American Journal of Respiratory and Critical Care Medicine 189 (2014), Art. A5665
ISSN: 1073-449X
ISSN: 0003-0805
ISSN: 1535-4970
American Thoracic Society (ATS International Conference) <2014, San Diego/Calif.>
Fraunhofer ITEM ()

Rationale: Asthma is a chronic inflammatory disorder affecting nearly 300 million people. Patients with severe asthma are insensitive to inhaled corticosteroids and require novel therapeutic treatments. Interleukin (IL)-13 is considered as a key cytokine in the pathogenesis of asthma and is a pharmacological target for the treatment of airway inflammation and hyperresponsiveness. Precision-cut lung slices (PCLS) display a suitable ex vivo tissue model that maintain microanatomy and functionality of the respiratory tract. It allows the investigation of the efficacy of new biopharmaceuticals on e.g. cytokine release and bronchoconstriction in human lung tissue. In the present study, the effect of IL-13 on cytokine release and methacholine-induced bronchoconstriction was evaluated in human PCLS.
Antagonists for IL-13 and IL-13 receptor were evaluated as new anti-inflammatory therapeutics.
Methods: PCLS were prepared from human lungs. Cytokine release and airway hyperresponsiveness was measured after incubation of PCLS with 1-100 nM IL-13. Antagonists were assessed by co-incubation of IL-13 and inhibitor for 24 h. Eotaxin-3 and TARC were measured by ELISA. PCLS containing airways were pre-incubated with IL-13 and bronchoconstriction was induced by addition of methacholine. Bronchoconstriction was visualized by videomicroscopy.

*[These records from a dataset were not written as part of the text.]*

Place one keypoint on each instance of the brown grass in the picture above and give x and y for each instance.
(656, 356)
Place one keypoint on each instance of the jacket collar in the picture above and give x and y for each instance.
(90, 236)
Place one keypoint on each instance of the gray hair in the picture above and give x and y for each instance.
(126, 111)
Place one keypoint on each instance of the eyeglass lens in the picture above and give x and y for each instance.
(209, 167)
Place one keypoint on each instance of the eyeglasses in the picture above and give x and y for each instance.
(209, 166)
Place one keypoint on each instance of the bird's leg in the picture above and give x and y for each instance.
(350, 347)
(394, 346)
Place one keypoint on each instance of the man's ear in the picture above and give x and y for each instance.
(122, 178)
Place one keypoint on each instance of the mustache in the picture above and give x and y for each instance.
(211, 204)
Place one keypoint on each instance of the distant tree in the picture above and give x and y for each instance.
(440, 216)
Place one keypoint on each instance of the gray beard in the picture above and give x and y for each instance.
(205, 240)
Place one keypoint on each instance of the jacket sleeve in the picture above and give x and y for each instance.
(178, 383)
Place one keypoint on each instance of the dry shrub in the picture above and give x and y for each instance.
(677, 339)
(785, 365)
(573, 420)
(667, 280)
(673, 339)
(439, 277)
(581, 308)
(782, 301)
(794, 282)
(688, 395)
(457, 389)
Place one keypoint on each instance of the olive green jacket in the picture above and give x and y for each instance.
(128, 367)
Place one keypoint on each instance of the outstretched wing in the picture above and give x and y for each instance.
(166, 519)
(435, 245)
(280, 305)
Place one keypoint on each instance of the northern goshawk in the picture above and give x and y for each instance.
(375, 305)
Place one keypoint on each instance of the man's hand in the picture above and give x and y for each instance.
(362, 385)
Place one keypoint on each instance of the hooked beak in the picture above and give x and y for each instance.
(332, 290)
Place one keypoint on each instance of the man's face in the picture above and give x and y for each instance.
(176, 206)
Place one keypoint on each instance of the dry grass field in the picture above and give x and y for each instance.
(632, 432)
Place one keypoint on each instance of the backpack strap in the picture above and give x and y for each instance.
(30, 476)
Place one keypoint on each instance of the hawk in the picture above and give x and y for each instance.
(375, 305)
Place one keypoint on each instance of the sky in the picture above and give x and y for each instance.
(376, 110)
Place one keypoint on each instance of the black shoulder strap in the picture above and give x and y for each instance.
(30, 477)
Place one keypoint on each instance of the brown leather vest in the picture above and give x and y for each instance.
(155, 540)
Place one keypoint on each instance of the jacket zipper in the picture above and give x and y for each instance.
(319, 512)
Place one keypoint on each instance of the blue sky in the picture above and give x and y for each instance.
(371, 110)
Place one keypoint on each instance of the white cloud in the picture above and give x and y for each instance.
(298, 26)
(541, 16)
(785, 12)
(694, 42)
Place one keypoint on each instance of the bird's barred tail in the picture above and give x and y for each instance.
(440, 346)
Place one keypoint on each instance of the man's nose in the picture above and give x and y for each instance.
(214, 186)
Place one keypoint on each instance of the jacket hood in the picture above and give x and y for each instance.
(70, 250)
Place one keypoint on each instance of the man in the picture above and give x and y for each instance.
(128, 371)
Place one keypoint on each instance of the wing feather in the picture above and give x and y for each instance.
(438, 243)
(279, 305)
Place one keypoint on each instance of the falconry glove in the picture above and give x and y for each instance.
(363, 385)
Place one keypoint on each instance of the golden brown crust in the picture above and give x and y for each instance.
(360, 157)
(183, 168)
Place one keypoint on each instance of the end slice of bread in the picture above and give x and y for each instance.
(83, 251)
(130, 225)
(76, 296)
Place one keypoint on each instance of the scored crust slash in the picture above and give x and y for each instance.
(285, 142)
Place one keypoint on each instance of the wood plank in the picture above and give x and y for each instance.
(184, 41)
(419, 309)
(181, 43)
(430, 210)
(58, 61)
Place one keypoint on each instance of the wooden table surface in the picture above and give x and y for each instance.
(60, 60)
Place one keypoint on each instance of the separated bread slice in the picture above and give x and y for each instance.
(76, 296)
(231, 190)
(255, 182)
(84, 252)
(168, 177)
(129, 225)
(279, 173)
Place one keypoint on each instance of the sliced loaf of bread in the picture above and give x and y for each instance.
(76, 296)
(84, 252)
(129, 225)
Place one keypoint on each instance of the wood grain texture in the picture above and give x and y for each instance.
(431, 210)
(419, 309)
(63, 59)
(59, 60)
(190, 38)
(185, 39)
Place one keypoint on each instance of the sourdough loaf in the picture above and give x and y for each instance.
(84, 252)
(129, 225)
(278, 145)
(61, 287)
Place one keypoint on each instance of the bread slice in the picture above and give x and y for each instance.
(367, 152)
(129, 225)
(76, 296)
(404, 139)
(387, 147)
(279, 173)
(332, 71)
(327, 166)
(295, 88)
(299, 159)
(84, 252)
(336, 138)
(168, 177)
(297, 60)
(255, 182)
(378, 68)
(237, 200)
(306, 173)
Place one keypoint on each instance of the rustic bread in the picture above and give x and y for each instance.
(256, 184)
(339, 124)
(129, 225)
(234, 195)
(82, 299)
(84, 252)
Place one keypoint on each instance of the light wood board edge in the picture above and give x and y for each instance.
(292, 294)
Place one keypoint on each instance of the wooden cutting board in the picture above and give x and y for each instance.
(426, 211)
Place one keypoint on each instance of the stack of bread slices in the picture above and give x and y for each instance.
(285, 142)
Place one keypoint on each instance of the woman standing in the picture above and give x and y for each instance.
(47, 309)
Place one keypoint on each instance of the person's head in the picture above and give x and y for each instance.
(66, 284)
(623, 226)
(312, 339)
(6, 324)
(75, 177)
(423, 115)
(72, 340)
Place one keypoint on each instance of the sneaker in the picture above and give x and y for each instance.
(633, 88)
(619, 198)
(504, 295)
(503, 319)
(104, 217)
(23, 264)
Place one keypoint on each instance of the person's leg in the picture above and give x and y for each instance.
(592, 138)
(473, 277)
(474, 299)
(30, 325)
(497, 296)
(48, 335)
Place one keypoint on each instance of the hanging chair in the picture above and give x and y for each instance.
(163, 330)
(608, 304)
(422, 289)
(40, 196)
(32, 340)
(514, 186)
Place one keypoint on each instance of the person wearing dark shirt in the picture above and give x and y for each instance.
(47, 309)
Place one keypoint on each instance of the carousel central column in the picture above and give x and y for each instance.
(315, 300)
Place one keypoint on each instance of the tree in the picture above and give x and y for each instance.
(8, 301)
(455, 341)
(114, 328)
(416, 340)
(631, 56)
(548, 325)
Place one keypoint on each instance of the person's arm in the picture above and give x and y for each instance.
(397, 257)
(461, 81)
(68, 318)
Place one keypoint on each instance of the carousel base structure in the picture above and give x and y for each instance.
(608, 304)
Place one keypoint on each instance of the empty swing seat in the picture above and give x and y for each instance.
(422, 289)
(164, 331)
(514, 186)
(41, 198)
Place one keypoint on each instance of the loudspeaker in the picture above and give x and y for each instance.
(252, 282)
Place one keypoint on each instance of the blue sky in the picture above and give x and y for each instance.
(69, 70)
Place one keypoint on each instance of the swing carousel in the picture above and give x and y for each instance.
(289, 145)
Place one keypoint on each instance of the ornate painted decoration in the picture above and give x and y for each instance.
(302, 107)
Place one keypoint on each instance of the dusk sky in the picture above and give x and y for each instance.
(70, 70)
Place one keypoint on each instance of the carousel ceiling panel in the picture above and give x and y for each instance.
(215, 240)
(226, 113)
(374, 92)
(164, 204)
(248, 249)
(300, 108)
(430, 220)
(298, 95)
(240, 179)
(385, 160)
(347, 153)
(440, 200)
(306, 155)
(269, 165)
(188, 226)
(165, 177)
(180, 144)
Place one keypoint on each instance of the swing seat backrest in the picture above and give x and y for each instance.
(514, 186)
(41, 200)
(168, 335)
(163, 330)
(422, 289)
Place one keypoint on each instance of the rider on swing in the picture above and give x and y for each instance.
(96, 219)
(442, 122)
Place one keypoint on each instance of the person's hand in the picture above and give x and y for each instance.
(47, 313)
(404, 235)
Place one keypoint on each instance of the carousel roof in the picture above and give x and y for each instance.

Results: We could show that human IL-13 stimulates the secretion of eotaxin-3 and TARC in human PCLS. Both cytokines are biomarkers for eosinophil and T-cell recruitment into lung tissue. IL-13-induced eotaxin-3 and TARC release could be significantly reduced by 100 % in a dose dependent manner by addition of specific inhibitors acting either on the IL-13 ligand itself or the IL-4R.
Conclusions: This study shows that PCLS can be used to mimic IL-13 induced inflammation and airway hyperreagibility in human lungs. The effect of different biological inhibitors developed as asthma therapeutics could be compared on reduction of eotaxin-3 and TARC in human lung tissue.